To be a child of God means that you have a home. Somewhere where you can count on a bed, a place to rest and lay your head. That rest may be spiritual, the rest we enjoy as we gather to hear God’s Word. That rest may be physical. As a child of God, you have siblings. Brothers and sisters. If you lack a roof over your head, God’s other children are here for you. If you go hungry, let a brother or sister never say to you, “Hope things get better.” Things will get better, because we will feed one another! We are family. 


To be a child of God means that you are loved, and that you love. This is why Jesus tells his disciples to baptize and then teach obedience. That’s how life works. That’s how we grow up. We are born. We learn from our parents right and wrong, good and evil, love and hate. The work of a parent is to train up children in what is right, good, lovely. To show them how to reject what is wrong, evil, hateful. 
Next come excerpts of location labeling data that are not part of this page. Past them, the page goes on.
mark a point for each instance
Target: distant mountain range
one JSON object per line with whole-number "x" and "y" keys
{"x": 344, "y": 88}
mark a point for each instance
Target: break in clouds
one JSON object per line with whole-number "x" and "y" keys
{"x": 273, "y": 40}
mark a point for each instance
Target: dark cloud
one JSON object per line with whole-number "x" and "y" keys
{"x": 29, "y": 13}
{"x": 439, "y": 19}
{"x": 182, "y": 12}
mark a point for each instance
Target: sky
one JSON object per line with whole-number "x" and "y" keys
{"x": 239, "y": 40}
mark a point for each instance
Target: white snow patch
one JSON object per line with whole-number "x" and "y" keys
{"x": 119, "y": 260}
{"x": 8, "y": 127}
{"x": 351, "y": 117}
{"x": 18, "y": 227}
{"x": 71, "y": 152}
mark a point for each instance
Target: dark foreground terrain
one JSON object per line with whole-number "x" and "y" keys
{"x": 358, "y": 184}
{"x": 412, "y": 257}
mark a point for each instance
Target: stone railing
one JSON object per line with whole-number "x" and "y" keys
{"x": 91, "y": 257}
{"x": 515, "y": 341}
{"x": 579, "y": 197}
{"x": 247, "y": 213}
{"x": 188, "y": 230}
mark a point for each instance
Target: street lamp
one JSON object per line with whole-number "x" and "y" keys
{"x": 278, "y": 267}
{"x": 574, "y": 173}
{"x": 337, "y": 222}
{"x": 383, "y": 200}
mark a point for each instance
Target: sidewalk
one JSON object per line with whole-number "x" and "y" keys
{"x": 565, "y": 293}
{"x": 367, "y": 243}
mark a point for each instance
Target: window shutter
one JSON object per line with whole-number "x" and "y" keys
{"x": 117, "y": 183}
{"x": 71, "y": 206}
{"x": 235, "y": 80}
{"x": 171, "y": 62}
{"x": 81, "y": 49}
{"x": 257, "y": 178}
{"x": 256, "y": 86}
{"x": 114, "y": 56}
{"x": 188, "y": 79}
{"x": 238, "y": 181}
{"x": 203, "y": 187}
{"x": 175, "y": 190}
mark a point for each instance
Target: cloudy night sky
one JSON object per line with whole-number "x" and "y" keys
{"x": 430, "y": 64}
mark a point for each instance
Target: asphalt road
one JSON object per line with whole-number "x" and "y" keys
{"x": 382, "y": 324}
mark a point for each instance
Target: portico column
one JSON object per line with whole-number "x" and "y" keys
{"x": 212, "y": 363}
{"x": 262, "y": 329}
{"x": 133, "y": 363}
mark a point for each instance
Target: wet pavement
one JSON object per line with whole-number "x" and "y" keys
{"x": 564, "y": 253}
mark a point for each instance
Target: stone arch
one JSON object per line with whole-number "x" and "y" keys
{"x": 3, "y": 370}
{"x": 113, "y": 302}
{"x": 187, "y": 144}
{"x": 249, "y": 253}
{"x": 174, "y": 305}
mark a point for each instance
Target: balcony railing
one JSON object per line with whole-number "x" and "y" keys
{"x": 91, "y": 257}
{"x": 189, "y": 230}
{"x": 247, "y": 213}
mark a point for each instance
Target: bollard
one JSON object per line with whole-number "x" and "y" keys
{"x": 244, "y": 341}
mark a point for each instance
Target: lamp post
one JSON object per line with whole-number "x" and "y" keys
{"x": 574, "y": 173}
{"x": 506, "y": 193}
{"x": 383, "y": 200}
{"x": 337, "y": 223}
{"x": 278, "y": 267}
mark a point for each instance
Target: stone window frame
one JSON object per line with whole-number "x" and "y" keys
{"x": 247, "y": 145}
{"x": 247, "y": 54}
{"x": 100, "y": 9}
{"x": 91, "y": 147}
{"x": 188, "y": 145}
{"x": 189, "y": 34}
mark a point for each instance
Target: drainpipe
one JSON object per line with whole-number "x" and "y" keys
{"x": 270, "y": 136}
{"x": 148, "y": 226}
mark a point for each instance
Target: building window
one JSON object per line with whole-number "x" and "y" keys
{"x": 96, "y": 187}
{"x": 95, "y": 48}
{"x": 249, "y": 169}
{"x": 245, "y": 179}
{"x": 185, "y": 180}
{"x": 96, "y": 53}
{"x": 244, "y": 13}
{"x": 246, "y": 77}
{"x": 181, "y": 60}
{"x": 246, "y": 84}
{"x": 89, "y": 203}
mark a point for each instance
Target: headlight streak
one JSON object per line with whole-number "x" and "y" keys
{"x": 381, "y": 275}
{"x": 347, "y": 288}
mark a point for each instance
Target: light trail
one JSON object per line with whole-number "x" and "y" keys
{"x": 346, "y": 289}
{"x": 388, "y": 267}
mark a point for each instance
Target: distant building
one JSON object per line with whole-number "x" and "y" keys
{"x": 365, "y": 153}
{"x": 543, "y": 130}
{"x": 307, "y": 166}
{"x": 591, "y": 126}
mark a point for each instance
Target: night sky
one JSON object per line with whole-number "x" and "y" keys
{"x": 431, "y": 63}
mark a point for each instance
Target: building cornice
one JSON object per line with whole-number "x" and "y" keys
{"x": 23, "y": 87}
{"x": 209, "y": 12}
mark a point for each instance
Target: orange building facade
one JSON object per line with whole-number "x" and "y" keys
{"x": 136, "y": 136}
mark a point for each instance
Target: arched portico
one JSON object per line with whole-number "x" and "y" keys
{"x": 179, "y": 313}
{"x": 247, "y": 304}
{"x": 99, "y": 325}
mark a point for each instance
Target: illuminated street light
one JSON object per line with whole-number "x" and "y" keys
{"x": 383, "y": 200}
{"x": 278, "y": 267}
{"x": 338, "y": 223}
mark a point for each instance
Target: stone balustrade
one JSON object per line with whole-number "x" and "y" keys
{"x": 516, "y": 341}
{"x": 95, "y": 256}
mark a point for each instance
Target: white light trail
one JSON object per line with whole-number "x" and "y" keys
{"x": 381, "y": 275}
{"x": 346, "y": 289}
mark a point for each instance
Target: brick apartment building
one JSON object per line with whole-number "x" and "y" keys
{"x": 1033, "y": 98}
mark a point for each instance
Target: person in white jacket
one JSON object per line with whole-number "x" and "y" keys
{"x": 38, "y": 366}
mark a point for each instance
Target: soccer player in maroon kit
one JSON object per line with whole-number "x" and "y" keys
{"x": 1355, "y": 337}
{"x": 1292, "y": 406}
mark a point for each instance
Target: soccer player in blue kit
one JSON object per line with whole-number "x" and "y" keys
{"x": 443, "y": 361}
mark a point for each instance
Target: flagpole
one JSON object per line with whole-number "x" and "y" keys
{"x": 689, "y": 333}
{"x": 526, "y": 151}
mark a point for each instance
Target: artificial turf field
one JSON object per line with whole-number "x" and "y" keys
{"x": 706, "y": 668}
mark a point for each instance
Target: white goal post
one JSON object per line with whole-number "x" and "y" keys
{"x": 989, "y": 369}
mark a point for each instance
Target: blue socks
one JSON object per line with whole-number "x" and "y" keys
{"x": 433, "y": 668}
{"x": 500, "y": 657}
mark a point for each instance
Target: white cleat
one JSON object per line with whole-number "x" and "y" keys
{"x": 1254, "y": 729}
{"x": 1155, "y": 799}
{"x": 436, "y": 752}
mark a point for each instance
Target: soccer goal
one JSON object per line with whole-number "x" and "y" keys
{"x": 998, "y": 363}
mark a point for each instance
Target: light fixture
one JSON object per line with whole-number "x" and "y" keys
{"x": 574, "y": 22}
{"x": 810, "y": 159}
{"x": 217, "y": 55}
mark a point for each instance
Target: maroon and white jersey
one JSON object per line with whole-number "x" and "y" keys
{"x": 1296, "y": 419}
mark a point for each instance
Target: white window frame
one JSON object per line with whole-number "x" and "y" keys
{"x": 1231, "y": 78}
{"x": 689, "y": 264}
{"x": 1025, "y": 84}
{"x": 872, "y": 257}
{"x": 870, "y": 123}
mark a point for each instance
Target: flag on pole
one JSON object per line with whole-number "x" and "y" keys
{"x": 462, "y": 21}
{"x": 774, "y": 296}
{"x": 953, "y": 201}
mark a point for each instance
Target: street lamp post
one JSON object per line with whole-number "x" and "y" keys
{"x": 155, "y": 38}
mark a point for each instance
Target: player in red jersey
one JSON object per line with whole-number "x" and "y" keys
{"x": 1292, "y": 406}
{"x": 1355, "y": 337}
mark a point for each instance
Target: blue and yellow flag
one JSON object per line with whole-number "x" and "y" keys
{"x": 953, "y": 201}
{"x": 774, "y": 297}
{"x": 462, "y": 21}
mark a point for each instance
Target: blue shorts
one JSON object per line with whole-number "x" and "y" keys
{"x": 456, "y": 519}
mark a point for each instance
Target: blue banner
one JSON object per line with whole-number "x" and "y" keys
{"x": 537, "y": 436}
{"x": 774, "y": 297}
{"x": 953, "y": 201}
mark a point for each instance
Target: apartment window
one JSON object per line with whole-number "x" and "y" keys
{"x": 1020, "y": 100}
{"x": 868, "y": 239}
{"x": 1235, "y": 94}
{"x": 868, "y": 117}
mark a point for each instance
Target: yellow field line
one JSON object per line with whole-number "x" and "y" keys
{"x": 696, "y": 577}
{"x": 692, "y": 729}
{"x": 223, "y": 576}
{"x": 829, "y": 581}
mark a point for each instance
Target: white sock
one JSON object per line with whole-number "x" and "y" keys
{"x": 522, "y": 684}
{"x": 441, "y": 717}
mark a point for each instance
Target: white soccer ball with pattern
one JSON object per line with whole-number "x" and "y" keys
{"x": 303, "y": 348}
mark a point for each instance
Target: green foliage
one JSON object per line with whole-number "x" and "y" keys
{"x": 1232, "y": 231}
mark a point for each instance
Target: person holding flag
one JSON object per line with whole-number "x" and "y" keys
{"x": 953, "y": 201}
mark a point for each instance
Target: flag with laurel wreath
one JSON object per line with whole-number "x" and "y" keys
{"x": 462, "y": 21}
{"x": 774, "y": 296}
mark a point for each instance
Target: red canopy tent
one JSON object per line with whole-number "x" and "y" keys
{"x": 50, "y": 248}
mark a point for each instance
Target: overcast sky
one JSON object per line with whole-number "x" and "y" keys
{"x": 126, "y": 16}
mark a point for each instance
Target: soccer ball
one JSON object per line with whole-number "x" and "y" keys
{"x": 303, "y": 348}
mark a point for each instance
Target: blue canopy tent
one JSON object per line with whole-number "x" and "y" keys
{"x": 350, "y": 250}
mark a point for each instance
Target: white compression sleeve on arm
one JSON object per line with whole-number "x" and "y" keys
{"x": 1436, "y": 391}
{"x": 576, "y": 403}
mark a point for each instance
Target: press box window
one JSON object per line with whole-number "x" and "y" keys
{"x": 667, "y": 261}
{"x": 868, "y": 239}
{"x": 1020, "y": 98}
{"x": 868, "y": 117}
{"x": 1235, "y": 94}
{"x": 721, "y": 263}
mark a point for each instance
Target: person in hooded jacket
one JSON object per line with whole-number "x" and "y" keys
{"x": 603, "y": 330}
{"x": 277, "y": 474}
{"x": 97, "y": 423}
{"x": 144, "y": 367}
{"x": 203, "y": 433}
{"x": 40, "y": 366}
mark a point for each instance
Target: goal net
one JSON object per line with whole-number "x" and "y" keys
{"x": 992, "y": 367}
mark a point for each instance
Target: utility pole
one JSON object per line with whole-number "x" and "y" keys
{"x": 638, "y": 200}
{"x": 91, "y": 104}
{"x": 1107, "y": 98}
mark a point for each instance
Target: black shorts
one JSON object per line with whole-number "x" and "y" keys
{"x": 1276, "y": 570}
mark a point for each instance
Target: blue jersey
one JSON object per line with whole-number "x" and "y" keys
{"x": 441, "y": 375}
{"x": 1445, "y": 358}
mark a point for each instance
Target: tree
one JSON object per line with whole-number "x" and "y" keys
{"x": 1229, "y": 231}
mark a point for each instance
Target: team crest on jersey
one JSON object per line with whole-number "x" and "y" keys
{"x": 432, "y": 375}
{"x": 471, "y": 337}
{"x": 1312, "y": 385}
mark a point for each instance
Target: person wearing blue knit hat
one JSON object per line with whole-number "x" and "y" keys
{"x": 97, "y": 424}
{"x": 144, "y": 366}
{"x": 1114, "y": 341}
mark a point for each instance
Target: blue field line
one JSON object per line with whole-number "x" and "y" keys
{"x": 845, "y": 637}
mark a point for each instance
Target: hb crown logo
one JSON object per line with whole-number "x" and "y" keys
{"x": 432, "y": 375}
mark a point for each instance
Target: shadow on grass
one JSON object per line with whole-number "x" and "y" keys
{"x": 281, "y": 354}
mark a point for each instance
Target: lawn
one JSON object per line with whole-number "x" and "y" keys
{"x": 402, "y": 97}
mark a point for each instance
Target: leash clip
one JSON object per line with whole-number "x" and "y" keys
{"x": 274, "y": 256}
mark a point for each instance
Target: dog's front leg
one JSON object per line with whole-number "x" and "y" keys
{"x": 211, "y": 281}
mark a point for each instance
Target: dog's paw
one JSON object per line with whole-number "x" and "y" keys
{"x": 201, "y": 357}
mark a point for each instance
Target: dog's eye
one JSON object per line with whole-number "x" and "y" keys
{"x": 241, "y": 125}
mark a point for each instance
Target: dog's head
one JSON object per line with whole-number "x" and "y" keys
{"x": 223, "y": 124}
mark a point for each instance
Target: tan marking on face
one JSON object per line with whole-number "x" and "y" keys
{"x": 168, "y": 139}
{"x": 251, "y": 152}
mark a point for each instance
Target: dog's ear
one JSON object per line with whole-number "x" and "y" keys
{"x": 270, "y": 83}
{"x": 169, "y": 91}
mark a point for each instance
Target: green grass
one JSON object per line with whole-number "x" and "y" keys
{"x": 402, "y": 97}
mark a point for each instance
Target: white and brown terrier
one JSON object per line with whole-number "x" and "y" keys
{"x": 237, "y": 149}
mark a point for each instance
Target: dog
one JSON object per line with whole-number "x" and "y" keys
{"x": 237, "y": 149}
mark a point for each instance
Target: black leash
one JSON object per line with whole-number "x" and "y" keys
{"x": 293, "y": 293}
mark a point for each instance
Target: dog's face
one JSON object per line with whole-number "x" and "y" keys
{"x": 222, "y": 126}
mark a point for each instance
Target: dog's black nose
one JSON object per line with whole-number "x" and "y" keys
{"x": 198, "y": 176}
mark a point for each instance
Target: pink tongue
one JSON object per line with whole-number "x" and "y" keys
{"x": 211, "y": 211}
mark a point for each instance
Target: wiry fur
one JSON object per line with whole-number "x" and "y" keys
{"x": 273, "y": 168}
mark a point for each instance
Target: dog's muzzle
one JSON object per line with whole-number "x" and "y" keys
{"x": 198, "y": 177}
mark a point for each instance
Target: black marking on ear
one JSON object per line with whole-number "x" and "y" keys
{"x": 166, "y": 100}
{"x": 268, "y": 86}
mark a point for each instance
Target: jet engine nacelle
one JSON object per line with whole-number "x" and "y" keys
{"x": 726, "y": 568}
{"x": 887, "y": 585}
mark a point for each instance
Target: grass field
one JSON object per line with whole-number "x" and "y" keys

When we are reborn of water and the Spirit into the family of God, as God’s children, we also start learning right and wrong. Human parents don’t teach this perfectly. I don’t. As we tell our kids about right and wrong, we also show them examples of both. They see us engage in love; they also see us sin.


We see no such thing in our Father in Heaven. He is holy holy holy. We know what he is like because we have Jesus’ life recorded for us in the Bible. The apostle Philip asked Jesus, the night that he was betrayed, “‘Lord, show us the Father and that will be enough for us.’ Jesus answered: ‘Don’t you know me, Philip, even after I have been among you such a long time? Anyone who has seen me has seen the Father.’” 


Jesus shows us what our Father is like. Jesus calls us into life like his own, calls us into being co-heirs and co-sufferers with him. To suffer is simply to live as Jesus did. To love when love is not always reciprocated. To share when thanks is not always forthcoming. To do such things because we know that our good and gracious Father cares for us. Will provide us with all we need, and so much more than we deserve or could even imagine. Therefore we need not fear. “Father welcomes all his children to his family through his Son. Father giving his salvation; life forever has been won.” Holy, holy, holy is our God! Amen and amen.